Melihat mereka Li Sian tidak mampu menahan kemarahan dan rasa penasaran di dalam hatinya lagi. Jelaslah bahwa di antara Siangkoan Liong dan Sin-kiam Mo-li, nenek yang masih cantik jelita itu, terdapat hubungan gelap! Maka ia pun segera meloncat keluar dari balik pilar itu, mengejutkan mereka berdua. Tanpa mempedulikan Sin-kiam Mo-li, Li Sian lalu menghampiri Siangkoan Liong yang juga memandang dengan mata terbelalak dan hati tak enak melihat betapa wajah gadis itu nampak marah dan sepasang matanya mengeluarkan sinar berapi!

“Sian-moi, kau...“ Dia maju sambil mengembangkan kedua lengan seolah-olah hendak memeluk Li Sian. Akan tetapi gadis itu menahan langkahnya, berhenti kurang lebih dua meter dari pemuda itu, matanya memandang tajam penuh selidik.

“Siangkoan Liong!” bentak gadis itu, dan sebutan ini saja sudah amat mengejutkan hati pemuda itu. “Aku menuntut penjelasan darimu!”

“Sian-moi ada apakah? Apakah yang telah terjadi dan penjelasan apa pula yang kau inginkan?” Siangkoan Liong yang memang merupakan seorang pemuda luar biasa itu sudah dapat menguasai dirinya dan bersikap tenang.

Sementara itu Sin-kiam Mo-li memandang gadis itu dengan bibirnya tersenyum penuh kemenangan. Bagaimana pun juga, gadis itu sudah ternoda, dan berarti sudah mampu ditundukkan. Dia tidak percaya bahwa gadis yang sudah terjatuh ke dalam pelukan Siangkoan Liong itu akan berani atau masih ingin memberontak.

“Mo-li, sebaiknya engkau keluar dahulu dan biarkan aku berbicara empat mata dengan Sian-moi.”

“Tidak perlu! Boleh saja ia ikut menghadiri karena ia pun agaknya merupakan anggota komplotanmu yang jahat!” kata pula Li Sian dan kedua orang itu saling pandang, jelas nampak ada kekagetan dalam pandang mata mereka.

“Sian-moi, aku tidak mengerti...“

“Katakanlah terus terang, siapakah yang sudah membunuh kakakku Pouw Ciang Hin?!” bentak Li Sian sambil menatap tajam.

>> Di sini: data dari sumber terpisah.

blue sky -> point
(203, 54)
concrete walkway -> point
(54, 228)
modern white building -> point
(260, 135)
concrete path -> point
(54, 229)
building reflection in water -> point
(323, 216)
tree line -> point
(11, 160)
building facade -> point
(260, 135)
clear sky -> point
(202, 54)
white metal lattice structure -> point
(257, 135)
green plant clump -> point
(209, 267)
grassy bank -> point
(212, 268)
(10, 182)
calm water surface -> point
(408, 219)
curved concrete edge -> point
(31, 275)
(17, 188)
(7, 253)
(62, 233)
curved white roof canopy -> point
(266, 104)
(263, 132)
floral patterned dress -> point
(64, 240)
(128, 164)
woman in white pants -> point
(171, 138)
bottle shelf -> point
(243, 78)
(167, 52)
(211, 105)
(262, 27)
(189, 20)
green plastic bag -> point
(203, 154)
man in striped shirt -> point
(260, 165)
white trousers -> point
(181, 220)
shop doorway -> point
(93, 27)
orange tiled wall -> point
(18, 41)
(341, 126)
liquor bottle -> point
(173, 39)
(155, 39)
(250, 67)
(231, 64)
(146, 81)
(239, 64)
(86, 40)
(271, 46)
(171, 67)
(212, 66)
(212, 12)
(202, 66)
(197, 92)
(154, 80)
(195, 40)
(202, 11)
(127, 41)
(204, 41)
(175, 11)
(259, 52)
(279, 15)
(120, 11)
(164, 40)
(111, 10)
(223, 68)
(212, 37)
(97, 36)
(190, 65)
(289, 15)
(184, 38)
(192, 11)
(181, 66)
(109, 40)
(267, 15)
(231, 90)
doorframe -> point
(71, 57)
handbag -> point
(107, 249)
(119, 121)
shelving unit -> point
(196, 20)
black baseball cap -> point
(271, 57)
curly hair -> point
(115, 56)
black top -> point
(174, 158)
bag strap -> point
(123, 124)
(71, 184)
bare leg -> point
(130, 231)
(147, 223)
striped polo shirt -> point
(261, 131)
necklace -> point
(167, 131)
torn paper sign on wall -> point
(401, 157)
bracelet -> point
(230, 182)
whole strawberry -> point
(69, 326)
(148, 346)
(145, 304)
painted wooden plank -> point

Siangkoan Liong yang sudah menduga buruk, telah siap siaga. Wajahnya tidak berubah mendengar pertanyaan ini dan dia bahkan bersikap seperti orang terheran-heran, lalu tersenyum. “Ah, Sian-moi, apakah engkau sudah lupa? Ataukah kedukaanmu membuat engkau menjadi bingung? Sudah jelas kau lihat sendiri betapa kakakmu itu tewas dalam perkelahian melawan perwira kerajaan, mati sampyuh (keduanya tewas)...“

“Bohong! Kakakku mati oleh tusukan pedang sedangkan lawannya itu bersenjatakan golok! Hayo katakan saja, siapa yang membunuh kakakku, dan mengapa kalian semua melakukan tipu muslihat itu untuk mengelabui aku mengenai kematian kakakku? Hayo jawab sejujurnya!”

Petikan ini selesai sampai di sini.